Table 2. The H-SCORE of Caspase-3, cytochrome-c and FasL in Colo-741 cells treated with Colchicum pusillum extract at 20 µg/mL concentration for 48 h.

	Caspase-3	Cytochrome-c	FasL
Control group	236.37 ± 28.39	221 ± 6.42	217.6 ± 27.22
Colchicum pusillumextract	302.53 ± 37.37 a	269.45 ± 49.22	288.56 ± 11.45 a

^a The data was significant when compared with control group (p < 0.05).

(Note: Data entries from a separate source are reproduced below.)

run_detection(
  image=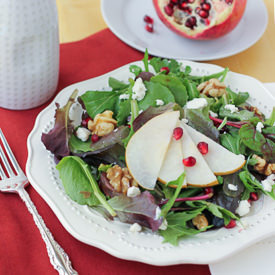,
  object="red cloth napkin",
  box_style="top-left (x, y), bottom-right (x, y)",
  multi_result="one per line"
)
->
top-left (0, 29), bottom-right (210, 275)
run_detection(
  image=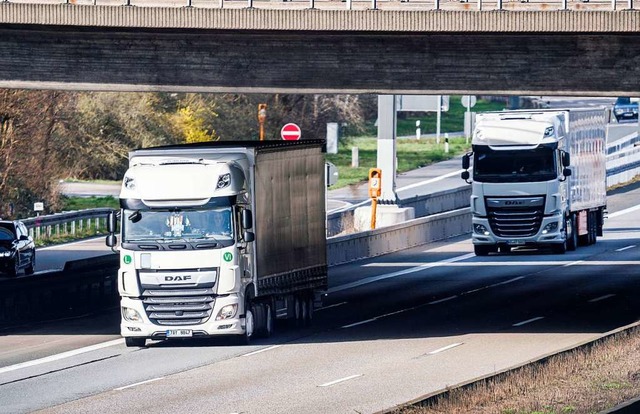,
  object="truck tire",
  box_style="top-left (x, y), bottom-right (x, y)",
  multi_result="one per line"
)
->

) (Figure 1A,B). Immunostaining intensity for cytochrome-c was moderate in cells treated with Colchicum pusillum extract (Table 1). Although, cytochrome-c immunoreactivity was higher in extract treated Colo-741 cells than in control group, the results were not statistically significant (p > 0.05, Table 2). FasL immunostaining intensity results showed extract exerted moderate to strong effect in metastatic colon cancer cells (Table 1) with similar patterns observed in immunoreactivity (Figure 1E,F). In addition, the H-SCORE results stated that FasL immunoreactivity was significantly higher in extract treated cells than control group (p < 0.05, Table 2).

4. Discussion

In apoptosis process, presence of FasL and caspase-8 show that apoptosis is triggered by extrinsic pathway whereas cytochrome-c, caspase-9 and Apaf-1 are indicators of intrinsic pathway [5]. Our results showed that immunoreactivity of cytochrome-c was not significant in extract treated Colo-741 cells. This states that the apoptosis is not triggered via intrinsic pathway. However, a study by Huang et al. (2015) stated that colchicine induced apoptosis in HT-29 colon cancer cells via mitochondria-dependent pathway by decreasing mitochondrial membrane potential and possibly increasing cytochrome-c leakage from mitochondria [6]. The immunoreactivity of FasL had shown a significant increase in extract treated Colo-741 cells when compared with control group. This indicates that, FasL is activated with the help of extract. Caspase-3 is known as executioner caspase. Its immunoreactivity was significantly higher in extract treated Colo-741 cells indicating that last step of apoptotic pathway had been reached. These results indicates that apoptosis was triggered in metastatic colon adenocarcinoma cell lines via extrinsic apoptotic pathway. Colchicine is known to have anti-mitotic activity through microtubule depolymerisation. According to some studies colchicine also exerts anti-cancer effect and can be used as a chemotherapeutic agent [6,7]. Main mechanism behind colchicine showing anti-cancer properties is thought to be via direct colchicine tubulin interaction, by disturbing microtubule aggregation [6,8]. In conclusion, our results showed that Colchicum pusillum extract was able to activate caspase-3 and therefore apoptosis by triggering extrinsic apoptotic pathway via increasing FasL activity. All of these studies suggest that Colchicum species have great potential to be used as anti-cancer drug. However, further detailed mechanistic studies should be done in order to suggest Colchicum pusillum plant as a chemotherapeutic agent.